Sometimes contemplating how far it is to the end of the race is just too much. It’s much easier to focus on the next milestone or checkpoint. After all, you have to make it there – there isn’t another option. So I asked Telle to just let me know how far it was to the Kinlochleven checkpoint and focused on just getting to that point. After that, the final stage was easier as the finish was in sight.
But always aim for the finish
When we got to the end of our run, I swore I couldn’t have gone another mile. But is that really true? Or was it just that I had that 41-mile distance in my head. If there had been another ten miles to go I probably could have done it. It would have been hard, painful and slow, but I could have pushed on that bit longer.
If you tell yourself that it’s ok if you only make it to 30 miles and anything after that is a bonus, then you will only make it to 30 miles. So even when you break the race down into stages always have that final figure in your head: the finish is your ultimate goal.

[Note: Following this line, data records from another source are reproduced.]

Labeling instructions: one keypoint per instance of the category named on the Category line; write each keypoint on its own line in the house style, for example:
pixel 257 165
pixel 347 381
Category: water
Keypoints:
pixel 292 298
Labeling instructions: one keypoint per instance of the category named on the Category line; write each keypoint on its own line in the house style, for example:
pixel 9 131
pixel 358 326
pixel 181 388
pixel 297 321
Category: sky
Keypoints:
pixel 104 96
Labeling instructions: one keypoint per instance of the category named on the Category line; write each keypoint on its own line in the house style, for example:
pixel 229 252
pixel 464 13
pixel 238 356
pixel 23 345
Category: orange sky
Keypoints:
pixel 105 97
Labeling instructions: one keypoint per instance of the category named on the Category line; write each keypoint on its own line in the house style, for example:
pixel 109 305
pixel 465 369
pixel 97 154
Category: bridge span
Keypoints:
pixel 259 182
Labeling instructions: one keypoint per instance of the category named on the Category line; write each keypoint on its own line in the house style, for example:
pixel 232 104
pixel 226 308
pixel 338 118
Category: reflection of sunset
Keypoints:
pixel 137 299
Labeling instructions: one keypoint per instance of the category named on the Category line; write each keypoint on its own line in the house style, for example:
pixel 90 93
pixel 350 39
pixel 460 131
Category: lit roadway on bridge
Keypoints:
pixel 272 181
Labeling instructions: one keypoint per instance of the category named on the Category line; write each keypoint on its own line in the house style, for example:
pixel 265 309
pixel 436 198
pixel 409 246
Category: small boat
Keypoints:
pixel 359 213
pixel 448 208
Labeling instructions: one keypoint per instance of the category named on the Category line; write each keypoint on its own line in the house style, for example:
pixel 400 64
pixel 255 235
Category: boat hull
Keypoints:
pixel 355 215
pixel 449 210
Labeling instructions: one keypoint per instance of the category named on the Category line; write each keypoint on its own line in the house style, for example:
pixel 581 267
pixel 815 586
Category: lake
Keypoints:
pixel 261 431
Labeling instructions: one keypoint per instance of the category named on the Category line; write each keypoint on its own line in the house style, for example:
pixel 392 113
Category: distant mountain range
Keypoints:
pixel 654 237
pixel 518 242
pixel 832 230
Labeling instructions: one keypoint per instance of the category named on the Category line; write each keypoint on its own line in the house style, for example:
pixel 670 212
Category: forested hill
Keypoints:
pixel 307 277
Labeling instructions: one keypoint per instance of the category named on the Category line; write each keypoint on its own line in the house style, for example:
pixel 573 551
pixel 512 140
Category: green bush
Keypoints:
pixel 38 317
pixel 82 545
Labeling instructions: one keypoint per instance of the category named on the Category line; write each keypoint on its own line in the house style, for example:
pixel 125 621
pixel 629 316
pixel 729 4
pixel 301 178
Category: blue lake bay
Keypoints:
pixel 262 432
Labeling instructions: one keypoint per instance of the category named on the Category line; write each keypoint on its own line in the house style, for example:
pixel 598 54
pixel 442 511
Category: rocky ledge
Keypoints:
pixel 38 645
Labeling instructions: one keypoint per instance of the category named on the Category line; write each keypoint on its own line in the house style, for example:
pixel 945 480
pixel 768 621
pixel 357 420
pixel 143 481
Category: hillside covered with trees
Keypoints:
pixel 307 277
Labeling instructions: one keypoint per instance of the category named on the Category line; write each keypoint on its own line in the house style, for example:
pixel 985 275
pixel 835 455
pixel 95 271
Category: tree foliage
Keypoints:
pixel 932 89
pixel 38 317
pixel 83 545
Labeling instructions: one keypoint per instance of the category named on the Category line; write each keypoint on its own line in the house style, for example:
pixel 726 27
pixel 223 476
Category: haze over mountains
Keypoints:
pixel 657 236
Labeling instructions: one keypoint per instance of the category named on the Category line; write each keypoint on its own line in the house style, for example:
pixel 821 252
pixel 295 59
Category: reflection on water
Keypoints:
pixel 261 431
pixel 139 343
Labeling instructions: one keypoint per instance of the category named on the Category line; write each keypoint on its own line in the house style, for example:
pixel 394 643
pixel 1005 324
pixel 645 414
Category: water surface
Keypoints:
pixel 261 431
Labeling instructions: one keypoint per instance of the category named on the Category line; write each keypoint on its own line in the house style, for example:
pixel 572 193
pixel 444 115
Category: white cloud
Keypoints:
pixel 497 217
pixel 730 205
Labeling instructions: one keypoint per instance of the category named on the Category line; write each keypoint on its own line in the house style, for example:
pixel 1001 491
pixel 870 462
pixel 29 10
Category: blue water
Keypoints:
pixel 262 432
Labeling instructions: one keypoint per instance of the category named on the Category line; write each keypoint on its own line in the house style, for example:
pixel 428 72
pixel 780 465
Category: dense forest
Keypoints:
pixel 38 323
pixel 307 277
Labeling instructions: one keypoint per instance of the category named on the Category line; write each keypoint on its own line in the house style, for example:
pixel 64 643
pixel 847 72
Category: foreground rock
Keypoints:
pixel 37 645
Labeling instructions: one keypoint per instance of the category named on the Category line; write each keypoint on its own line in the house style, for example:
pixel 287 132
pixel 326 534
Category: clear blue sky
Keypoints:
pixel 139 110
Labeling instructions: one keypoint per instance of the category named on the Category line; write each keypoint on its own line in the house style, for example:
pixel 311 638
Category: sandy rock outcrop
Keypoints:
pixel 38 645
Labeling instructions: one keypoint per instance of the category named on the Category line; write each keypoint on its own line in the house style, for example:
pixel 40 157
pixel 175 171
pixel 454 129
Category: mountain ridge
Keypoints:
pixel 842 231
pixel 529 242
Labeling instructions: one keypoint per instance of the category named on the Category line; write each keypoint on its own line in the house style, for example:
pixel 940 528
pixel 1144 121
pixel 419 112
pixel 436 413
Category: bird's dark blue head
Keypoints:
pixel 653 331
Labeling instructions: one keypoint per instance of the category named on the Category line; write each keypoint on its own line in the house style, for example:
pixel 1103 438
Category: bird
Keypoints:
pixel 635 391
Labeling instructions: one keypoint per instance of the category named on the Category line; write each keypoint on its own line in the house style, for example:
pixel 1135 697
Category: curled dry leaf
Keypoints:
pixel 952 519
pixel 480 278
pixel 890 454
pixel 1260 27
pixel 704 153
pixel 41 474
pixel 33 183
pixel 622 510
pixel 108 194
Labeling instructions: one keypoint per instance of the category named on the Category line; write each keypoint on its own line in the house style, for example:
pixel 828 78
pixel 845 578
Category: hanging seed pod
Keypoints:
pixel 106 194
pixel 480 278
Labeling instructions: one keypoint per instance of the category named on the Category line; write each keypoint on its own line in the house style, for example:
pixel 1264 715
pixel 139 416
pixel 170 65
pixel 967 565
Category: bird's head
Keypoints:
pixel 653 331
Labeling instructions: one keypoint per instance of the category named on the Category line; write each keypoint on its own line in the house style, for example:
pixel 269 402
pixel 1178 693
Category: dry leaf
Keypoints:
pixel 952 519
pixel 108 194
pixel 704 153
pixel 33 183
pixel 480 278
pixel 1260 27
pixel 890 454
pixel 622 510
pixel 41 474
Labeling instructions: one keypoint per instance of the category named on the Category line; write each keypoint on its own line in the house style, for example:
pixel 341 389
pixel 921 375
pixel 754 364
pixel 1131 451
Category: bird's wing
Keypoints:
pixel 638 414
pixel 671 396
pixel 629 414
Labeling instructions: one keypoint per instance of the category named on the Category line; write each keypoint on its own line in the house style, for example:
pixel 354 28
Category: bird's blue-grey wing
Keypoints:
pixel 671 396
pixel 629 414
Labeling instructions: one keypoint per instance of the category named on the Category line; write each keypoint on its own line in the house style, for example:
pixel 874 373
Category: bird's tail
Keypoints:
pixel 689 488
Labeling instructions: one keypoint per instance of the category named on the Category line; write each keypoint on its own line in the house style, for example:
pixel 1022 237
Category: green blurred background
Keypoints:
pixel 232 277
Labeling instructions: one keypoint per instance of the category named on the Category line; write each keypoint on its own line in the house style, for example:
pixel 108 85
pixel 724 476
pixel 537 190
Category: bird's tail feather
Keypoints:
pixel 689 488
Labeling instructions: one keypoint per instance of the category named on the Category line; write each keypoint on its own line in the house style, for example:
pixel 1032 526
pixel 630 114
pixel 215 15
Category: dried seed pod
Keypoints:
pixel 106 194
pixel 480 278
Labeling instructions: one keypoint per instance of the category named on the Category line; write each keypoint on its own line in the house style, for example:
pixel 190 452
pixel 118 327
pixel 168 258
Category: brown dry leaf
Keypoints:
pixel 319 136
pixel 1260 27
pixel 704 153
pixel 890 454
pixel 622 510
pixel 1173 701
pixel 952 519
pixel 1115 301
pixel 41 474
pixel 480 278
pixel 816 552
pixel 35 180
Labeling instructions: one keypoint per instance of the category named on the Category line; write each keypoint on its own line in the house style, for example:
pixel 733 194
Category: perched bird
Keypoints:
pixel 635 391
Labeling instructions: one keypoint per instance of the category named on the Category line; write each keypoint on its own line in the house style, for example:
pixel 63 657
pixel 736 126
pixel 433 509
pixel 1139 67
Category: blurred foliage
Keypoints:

It won’t all be fun, but it will be worth it
I spent quite a lot of time on the run asking myself why I was doing this, or coming up with mantras to get me through the next mile. There were some amazing parts: the stag silhouetted against snow-capped mountains and the mountains glowing in the pre-dawn light. But I can honestly, hand on heart, say a lot of it was not particularly fun at the time. But was it worth it? Hell, yeah.
You may not be able to stop at one
I hesitate to write this, only two days following the run. Normally it takes me much longer to forget the pain and even contemplate going through it again. But I wouldn’t be the first person to find that their first ultra is most definitely not their last.